AllianzGI U.S. and Pallas share common employees, facilities, and systems. Pallas may act as investment adviser to one or more of AllianzGI U.S.s affiliates, and may serve as sub-adviser for accounts or clients for which AllianzGI U.S. or one of its affiliates serves as investment manager or investment adviser. AllianzGI U.S. also may provide other services, including but not limited to investment advisory services or administrative services, to Pallas.
AllianzGI U.S., certain of its affiliates, and Pallas all engage in proprietary research and all acquire investment information and research services from broker-dealers. AllianzGI U.S. and certain of its affiliates share such research and investment information.
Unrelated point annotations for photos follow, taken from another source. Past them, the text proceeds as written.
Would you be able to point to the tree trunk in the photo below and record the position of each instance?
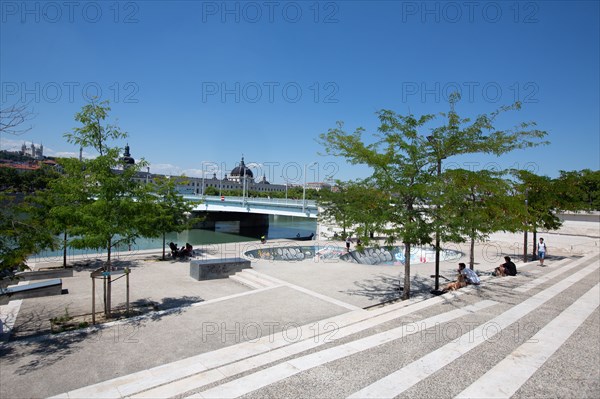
(406, 290)
(108, 281)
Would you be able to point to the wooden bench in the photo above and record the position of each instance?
(33, 290)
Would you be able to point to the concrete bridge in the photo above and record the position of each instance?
(264, 206)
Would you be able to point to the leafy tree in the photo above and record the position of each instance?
(167, 211)
(406, 165)
(61, 204)
(541, 203)
(476, 204)
(114, 215)
(354, 205)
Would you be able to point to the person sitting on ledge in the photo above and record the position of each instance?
(470, 276)
(174, 249)
(506, 269)
(455, 285)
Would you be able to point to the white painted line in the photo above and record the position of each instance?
(541, 280)
(504, 379)
(311, 293)
(237, 358)
(287, 369)
(401, 380)
(8, 316)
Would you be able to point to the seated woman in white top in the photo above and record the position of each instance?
(470, 275)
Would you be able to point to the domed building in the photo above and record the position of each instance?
(239, 172)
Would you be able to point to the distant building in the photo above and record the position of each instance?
(198, 185)
(33, 151)
(318, 186)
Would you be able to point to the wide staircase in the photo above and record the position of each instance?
(533, 335)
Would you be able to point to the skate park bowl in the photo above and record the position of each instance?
(366, 256)
(395, 255)
(297, 253)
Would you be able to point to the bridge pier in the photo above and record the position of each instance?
(245, 224)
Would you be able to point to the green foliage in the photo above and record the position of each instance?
(475, 204)
(94, 133)
(165, 211)
(406, 168)
(538, 195)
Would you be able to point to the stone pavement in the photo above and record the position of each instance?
(298, 329)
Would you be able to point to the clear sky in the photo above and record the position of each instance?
(196, 84)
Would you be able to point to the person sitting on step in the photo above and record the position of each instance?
(506, 269)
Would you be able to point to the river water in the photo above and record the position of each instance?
(279, 227)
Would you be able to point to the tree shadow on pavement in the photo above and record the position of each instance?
(383, 288)
(45, 350)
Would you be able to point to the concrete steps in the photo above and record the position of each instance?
(494, 337)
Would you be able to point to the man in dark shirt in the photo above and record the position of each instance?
(507, 269)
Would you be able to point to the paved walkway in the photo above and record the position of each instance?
(300, 330)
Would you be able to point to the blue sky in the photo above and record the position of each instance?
(196, 84)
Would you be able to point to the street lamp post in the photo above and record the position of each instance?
(439, 158)
(525, 232)
(304, 187)
(286, 183)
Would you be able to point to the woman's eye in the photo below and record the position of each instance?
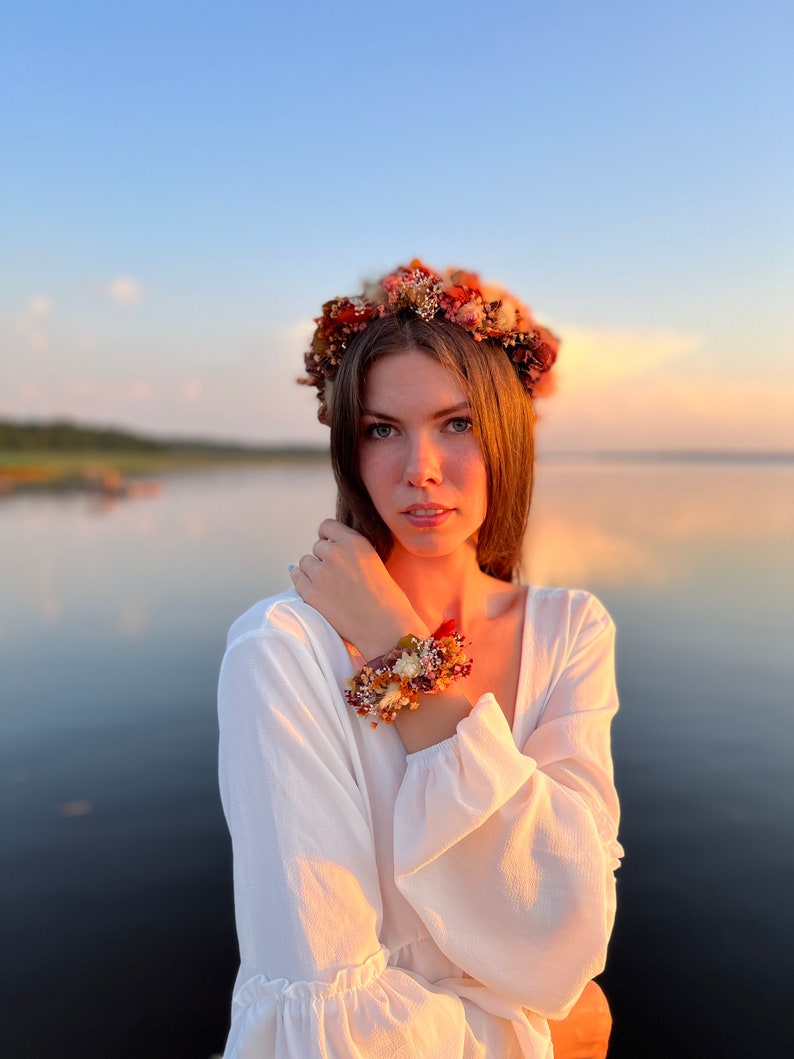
(379, 430)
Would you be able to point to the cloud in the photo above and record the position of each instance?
(659, 390)
(191, 390)
(141, 390)
(594, 359)
(39, 306)
(124, 290)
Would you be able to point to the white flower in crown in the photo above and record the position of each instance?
(409, 665)
(390, 698)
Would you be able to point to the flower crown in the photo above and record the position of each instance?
(486, 311)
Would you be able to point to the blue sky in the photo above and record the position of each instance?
(184, 185)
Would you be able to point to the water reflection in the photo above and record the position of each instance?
(112, 620)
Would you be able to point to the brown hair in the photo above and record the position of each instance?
(502, 414)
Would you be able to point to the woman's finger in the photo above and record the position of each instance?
(322, 548)
(308, 566)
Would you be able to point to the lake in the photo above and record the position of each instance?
(115, 867)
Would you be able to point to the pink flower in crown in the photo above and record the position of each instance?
(471, 313)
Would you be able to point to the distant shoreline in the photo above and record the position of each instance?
(64, 455)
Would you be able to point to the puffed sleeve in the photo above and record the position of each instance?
(313, 976)
(508, 854)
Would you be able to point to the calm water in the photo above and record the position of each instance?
(114, 865)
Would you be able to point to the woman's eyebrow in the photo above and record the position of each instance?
(463, 406)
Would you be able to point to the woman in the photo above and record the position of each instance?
(423, 818)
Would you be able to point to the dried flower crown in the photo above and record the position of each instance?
(486, 311)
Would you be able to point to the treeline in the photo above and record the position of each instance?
(62, 436)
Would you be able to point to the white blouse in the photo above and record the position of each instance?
(443, 903)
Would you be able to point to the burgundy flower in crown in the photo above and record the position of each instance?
(486, 311)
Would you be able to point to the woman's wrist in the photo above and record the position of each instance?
(381, 639)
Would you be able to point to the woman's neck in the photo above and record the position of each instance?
(439, 588)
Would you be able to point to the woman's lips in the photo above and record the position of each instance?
(427, 516)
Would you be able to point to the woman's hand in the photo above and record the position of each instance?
(345, 579)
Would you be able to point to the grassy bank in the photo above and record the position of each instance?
(110, 470)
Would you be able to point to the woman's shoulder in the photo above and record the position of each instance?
(564, 610)
(285, 614)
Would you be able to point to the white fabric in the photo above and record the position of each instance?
(443, 903)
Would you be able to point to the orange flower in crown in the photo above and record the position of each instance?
(486, 311)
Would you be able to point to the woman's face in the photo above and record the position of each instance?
(419, 459)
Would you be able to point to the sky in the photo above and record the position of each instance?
(184, 184)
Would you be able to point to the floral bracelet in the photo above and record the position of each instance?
(414, 667)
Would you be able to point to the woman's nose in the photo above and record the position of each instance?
(422, 464)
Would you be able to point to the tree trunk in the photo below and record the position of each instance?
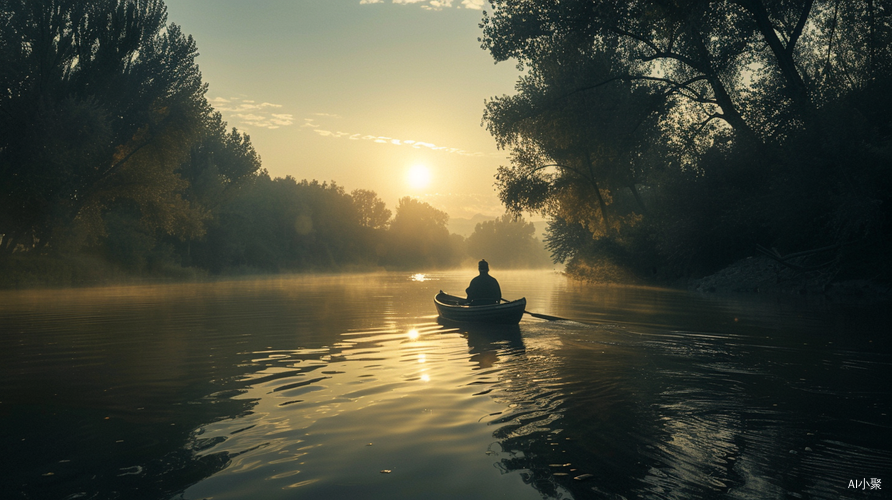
(637, 196)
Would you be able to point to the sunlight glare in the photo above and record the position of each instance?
(419, 177)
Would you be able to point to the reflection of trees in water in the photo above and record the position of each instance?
(676, 415)
(107, 393)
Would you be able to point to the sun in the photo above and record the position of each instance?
(419, 177)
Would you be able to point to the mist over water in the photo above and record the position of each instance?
(340, 386)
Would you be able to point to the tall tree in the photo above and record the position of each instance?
(373, 213)
(103, 100)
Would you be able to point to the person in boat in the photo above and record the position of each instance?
(484, 289)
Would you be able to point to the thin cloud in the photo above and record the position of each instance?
(249, 113)
(434, 4)
(380, 139)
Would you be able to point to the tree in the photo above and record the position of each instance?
(507, 242)
(766, 123)
(373, 213)
(103, 100)
(418, 236)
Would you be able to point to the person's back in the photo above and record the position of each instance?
(484, 289)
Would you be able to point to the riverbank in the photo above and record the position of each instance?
(766, 276)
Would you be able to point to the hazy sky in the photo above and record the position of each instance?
(358, 91)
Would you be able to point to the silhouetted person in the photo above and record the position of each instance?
(484, 289)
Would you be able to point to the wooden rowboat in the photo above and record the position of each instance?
(457, 309)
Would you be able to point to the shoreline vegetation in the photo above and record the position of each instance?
(740, 147)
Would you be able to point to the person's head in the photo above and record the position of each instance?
(483, 266)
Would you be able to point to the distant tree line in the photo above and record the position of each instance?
(109, 151)
(673, 138)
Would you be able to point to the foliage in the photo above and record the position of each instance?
(418, 237)
(507, 242)
(373, 213)
(686, 132)
(102, 101)
(112, 163)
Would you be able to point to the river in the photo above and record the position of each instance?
(348, 386)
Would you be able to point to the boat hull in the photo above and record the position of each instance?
(455, 308)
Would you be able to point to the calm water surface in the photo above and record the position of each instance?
(347, 386)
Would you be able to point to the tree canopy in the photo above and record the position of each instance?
(102, 101)
(687, 132)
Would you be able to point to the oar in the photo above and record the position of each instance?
(542, 316)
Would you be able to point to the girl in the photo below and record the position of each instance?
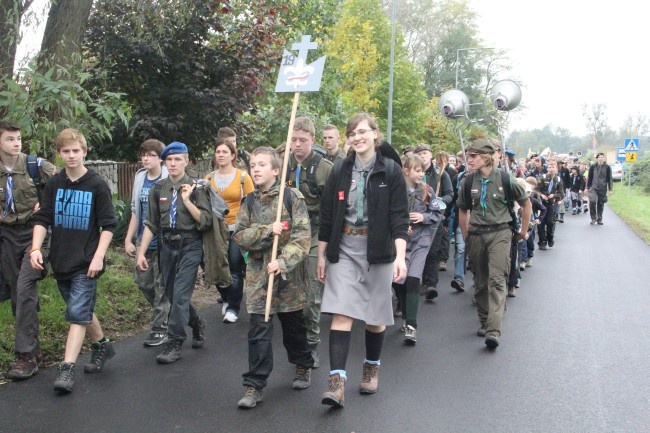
(424, 215)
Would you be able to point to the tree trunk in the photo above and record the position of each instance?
(11, 11)
(64, 32)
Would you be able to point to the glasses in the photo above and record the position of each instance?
(358, 132)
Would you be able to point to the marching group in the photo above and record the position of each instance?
(357, 225)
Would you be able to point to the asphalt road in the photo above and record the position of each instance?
(573, 358)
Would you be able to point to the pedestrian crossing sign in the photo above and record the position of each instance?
(631, 144)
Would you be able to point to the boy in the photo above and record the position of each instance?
(178, 215)
(148, 281)
(20, 189)
(77, 206)
(254, 232)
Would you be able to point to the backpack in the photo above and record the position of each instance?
(506, 183)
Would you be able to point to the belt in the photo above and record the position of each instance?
(355, 230)
(489, 229)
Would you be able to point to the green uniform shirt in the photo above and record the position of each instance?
(496, 211)
(24, 190)
(158, 214)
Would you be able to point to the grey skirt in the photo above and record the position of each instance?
(357, 289)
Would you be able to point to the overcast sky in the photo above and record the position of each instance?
(571, 52)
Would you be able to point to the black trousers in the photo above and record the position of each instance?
(260, 347)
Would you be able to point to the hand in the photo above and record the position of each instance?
(129, 248)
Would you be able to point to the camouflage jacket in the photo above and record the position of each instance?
(252, 235)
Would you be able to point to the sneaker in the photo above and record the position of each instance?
(314, 355)
(492, 341)
(155, 339)
(172, 352)
(64, 377)
(101, 352)
(24, 368)
(370, 379)
(458, 284)
(431, 293)
(335, 395)
(250, 399)
(409, 335)
(198, 333)
(230, 317)
(302, 379)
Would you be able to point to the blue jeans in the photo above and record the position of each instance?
(79, 294)
(459, 255)
(179, 263)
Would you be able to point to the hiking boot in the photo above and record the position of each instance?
(431, 293)
(302, 379)
(155, 339)
(370, 378)
(24, 368)
(172, 352)
(314, 355)
(492, 341)
(335, 395)
(101, 353)
(64, 377)
(198, 333)
(250, 399)
(409, 335)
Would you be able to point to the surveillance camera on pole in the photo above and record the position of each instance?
(505, 95)
(454, 103)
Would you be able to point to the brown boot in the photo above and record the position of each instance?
(370, 379)
(335, 396)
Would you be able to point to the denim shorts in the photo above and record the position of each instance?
(79, 294)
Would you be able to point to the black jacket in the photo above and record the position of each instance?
(387, 209)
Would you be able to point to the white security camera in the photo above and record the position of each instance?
(505, 95)
(454, 103)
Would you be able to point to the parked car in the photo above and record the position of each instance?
(617, 170)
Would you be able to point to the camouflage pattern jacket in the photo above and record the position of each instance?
(252, 234)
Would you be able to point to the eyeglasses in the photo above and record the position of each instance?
(358, 132)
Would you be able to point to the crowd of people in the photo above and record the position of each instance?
(362, 235)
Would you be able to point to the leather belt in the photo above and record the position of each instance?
(355, 230)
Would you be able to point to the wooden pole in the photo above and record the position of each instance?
(278, 216)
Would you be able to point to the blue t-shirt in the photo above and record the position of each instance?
(144, 208)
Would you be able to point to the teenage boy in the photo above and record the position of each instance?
(149, 281)
(308, 171)
(78, 208)
(178, 213)
(254, 232)
(19, 194)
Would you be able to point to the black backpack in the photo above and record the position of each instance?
(506, 183)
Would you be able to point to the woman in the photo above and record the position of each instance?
(361, 250)
(232, 184)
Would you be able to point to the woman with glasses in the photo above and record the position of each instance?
(361, 251)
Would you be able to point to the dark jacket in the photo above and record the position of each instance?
(387, 209)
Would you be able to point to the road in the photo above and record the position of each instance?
(573, 358)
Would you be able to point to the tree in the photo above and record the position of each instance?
(11, 13)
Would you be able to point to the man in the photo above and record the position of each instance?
(441, 184)
(598, 182)
(178, 215)
(308, 171)
(20, 199)
(148, 281)
(486, 225)
(331, 140)
(551, 191)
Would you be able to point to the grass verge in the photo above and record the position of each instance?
(633, 208)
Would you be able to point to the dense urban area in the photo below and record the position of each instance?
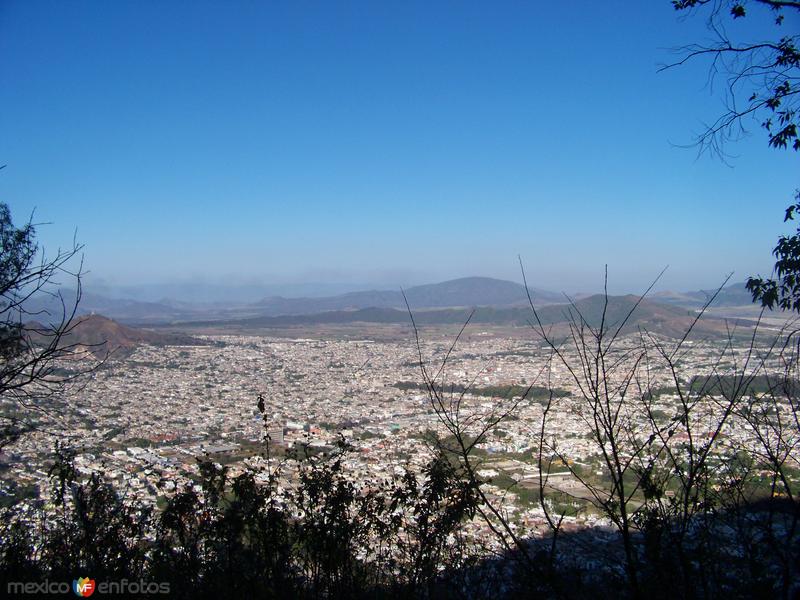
(144, 419)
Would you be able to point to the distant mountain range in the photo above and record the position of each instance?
(497, 299)
(101, 336)
(672, 321)
(468, 291)
(735, 294)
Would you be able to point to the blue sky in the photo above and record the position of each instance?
(383, 143)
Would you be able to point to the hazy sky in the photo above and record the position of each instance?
(380, 142)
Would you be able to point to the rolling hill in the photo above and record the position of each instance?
(101, 335)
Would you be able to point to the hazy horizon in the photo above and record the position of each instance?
(379, 145)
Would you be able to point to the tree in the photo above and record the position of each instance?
(33, 342)
(762, 82)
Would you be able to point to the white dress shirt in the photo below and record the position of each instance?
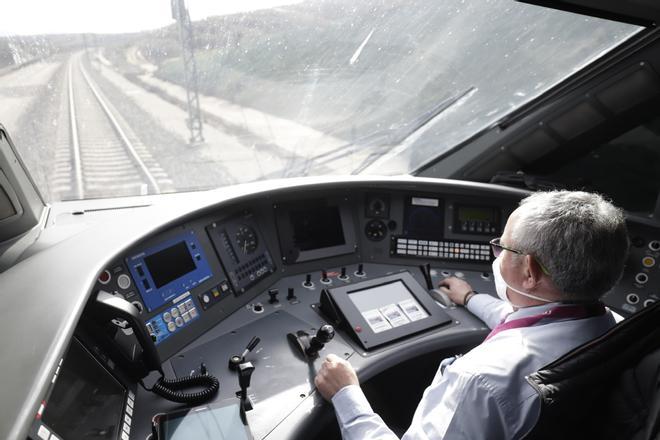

In addition, trades entered into by Pallas on behalf of Pallas clients are executed through AllianzGI U.S.s equity trading desk, and trades by Pallas on behalf of Pallas clients (including the Pallas Hedge Funds) are aggregated with trades by AllianzGI U.S. on behalf of AllianzGI U.S.s clients. All trades on behalf of Pallas clients that are executed through AllianzGI U.S.s equity trading desk will be executed pursuant to procedures designed to ensure that all clients of both AllianzGI U.S. and Pallas (including the Pallas Hedge Funds) are treated fairly and equitably over time.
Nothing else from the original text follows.